Comparison of the composition of the fecal microbiome (n = 7). The principal coordinate analysis (PCoA) plots of the four groups (A). Microbial structure at the phylum level (B), family level (C), and genus level (D) in the feces of sows. CON, control; LIG, lignocellulose; PRS, resistant starch; KON, konjaku flour.

Figure 5

Differential microbial analysis of the feces of late pregnant sows (n = 7). The ratio of Bacteroidetes to Firmicutes (A), and differential microbial analysis at the family level (B) and genus level (C) between CON and PRS. CON, control; LIG, lignocellulose; PRS, resistant starch; KON, konjaku flour.

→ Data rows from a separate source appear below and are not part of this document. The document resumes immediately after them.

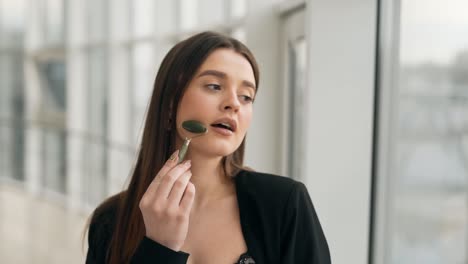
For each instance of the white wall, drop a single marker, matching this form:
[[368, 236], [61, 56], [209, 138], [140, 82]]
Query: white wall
[[341, 38]]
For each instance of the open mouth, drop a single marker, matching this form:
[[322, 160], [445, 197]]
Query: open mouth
[[223, 125]]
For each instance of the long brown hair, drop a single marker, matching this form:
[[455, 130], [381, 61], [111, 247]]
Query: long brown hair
[[158, 140]]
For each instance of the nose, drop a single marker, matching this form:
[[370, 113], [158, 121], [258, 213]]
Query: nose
[[231, 102]]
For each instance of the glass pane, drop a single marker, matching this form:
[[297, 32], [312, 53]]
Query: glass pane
[[54, 159], [297, 66], [188, 14], [54, 137], [143, 17], [144, 72], [211, 12], [430, 197], [12, 22], [95, 156], [97, 20], [238, 8], [54, 21]]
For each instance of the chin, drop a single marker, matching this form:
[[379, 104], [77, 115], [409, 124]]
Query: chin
[[219, 150]]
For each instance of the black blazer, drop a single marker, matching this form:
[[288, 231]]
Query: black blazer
[[278, 221]]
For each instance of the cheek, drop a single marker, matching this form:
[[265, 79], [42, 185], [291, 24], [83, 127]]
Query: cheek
[[246, 119]]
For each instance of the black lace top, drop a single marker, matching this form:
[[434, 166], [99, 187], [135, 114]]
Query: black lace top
[[279, 224]]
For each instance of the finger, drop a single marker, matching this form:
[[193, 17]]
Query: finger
[[187, 199], [170, 163], [178, 188], [167, 181]]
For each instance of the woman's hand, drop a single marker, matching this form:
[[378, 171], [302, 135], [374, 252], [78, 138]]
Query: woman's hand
[[167, 202]]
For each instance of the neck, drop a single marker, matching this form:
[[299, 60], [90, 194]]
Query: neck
[[211, 184]]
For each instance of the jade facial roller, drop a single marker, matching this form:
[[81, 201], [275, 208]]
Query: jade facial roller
[[193, 127]]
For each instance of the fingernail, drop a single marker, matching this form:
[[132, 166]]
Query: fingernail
[[174, 156]]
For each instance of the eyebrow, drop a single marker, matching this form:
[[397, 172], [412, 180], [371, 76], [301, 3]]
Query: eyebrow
[[223, 75]]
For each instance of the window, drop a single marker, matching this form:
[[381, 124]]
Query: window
[[426, 205]]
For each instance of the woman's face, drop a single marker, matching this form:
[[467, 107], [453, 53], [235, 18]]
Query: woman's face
[[220, 95]]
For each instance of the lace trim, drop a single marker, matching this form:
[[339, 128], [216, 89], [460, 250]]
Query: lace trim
[[245, 259]]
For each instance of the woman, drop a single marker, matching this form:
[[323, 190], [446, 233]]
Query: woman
[[208, 208]]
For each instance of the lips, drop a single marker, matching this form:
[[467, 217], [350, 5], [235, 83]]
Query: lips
[[225, 123]]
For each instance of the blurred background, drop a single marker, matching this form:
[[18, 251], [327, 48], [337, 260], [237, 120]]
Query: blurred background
[[366, 102]]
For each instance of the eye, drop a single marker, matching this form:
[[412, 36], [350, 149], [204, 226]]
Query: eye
[[213, 86], [247, 99]]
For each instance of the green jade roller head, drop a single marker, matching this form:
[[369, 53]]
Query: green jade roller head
[[193, 127]]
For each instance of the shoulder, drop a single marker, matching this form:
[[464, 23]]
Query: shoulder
[[105, 214], [270, 183], [265, 188], [102, 223]]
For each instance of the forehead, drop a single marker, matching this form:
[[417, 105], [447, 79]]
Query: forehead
[[233, 64]]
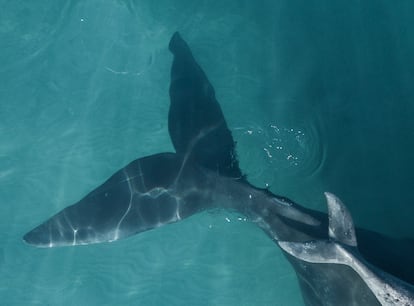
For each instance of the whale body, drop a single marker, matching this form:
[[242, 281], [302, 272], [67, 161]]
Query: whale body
[[203, 173]]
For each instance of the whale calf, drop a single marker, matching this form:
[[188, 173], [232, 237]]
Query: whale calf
[[204, 173]]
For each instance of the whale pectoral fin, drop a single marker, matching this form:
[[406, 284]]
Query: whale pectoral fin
[[196, 122], [136, 198]]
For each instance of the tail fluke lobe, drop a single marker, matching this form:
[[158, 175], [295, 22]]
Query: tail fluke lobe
[[196, 122]]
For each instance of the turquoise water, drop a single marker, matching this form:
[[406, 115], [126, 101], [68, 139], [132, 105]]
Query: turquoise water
[[318, 95]]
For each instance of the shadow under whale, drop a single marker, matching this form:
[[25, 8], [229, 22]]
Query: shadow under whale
[[203, 173]]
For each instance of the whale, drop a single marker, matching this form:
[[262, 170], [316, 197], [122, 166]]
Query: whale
[[203, 173]]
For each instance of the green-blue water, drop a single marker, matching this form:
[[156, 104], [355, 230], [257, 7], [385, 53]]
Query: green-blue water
[[318, 94]]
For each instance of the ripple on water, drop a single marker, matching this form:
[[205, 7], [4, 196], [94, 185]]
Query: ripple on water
[[293, 150]]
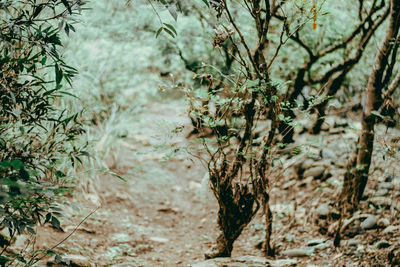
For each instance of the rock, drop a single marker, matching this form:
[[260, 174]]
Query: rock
[[125, 264], [369, 222], [353, 242], [383, 222], [382, 244], [158, 239], [386, 185], [390, 229], [296, 252], [289, 184], [121, 237], [315, 172], [323, 210], [384, 202], [328, 153], [315, 242], [245, 261], [194, 186], [74, 260], [381, 192]]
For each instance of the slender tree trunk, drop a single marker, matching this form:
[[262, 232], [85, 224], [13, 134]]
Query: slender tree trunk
[[359, 168]]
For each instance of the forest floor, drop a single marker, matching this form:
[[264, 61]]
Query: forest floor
[[163, 215]]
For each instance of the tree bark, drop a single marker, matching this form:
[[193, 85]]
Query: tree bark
[[358, 169]]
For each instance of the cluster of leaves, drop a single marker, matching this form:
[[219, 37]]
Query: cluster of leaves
[[35, 137]]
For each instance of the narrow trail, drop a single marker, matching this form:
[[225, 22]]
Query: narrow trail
[[158, 216], [161, 215]]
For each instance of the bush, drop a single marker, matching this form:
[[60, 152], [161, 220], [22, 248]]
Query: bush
[[35, 136]]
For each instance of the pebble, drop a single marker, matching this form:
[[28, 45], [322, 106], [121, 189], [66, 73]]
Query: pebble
[[289, 184], [390, 229], [353, 242], [328, 153], [369, 222], [158, 239], [315, 172], [296, 252], [382, 244], [315, 242], [323, 210], [125, 264], [386, 185], [76, 260], [381, 192], [383, 222]]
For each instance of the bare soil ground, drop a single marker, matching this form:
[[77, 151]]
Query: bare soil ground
[[162, 216]]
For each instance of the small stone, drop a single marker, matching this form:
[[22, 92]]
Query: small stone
[[369, 222], [296, 252], [76, 260], [383, 222], [125, 264], [315, 242], [315, 172], [289, 184], [289, 237], [323, 210], [382, 244], [328, 154], [390, 229], [386, 185], [159, 239], [381, 192], [353, 242]]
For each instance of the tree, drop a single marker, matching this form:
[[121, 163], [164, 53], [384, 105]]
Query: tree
[[240, 159], [378, 91], [35, 137]]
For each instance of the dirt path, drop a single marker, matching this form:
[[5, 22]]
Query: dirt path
[[161, 216], [157, 217]]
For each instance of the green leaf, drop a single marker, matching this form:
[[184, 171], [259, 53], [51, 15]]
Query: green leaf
[[67, 5], [172, 11], [172, 28], [159, 31], [169, 32], [59, 74], [206, 2], [55, 223]]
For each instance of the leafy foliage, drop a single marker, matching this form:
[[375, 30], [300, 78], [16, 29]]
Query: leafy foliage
[[35, 136]]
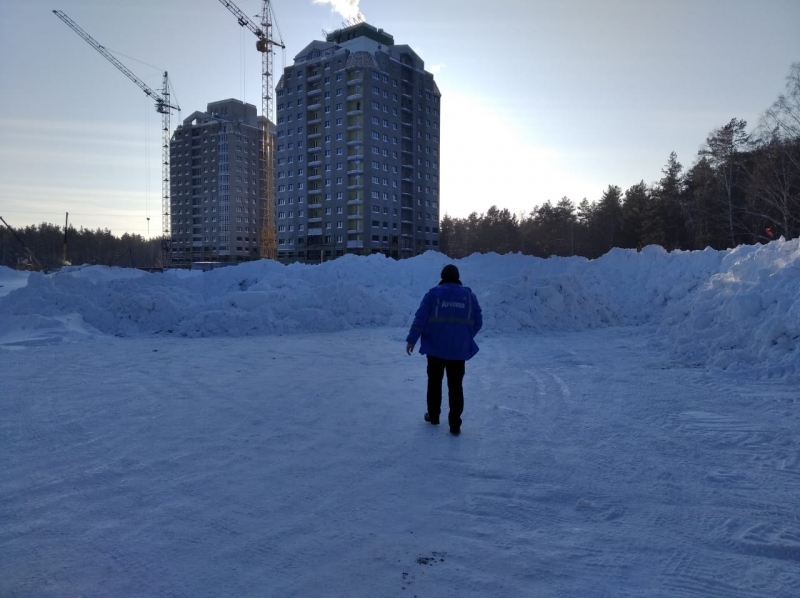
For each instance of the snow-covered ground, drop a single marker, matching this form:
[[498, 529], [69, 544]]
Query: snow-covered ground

Differences in superscript letters for the peer data indicate that the difference is significant (p < 0.05).

Figure 6

Characteristics of the short-chain fatty acids (SCFAs) profile in the feces of sows after dietary fiber treatment (n = 7). CON, control; LIG, lignocellulose; PRS, resistant starch; KON, konjaku flour. Differences in superscript letters for the peer data indicate that the difference is significant (p < 0.05).

Figure 7

Correlation between fecal microbiota and defecation performances and serum parameters in Spearman correlation analysis. 5-HT, 5-hydroxytryptamine; NO, nitrogen monoxide; ET-1, endothelin-1; AChE, acetylcholinesterase; MTL, motilin; IL-6, interleukin-6; L-10, interleukin-10; TNF-α, tumor necrosis factor α. Red indicates a positive correlation; blue indicates a negative correlation. *, 0.01 < p ≤ 0.05; **, 0.001 < p ≤ 0.01.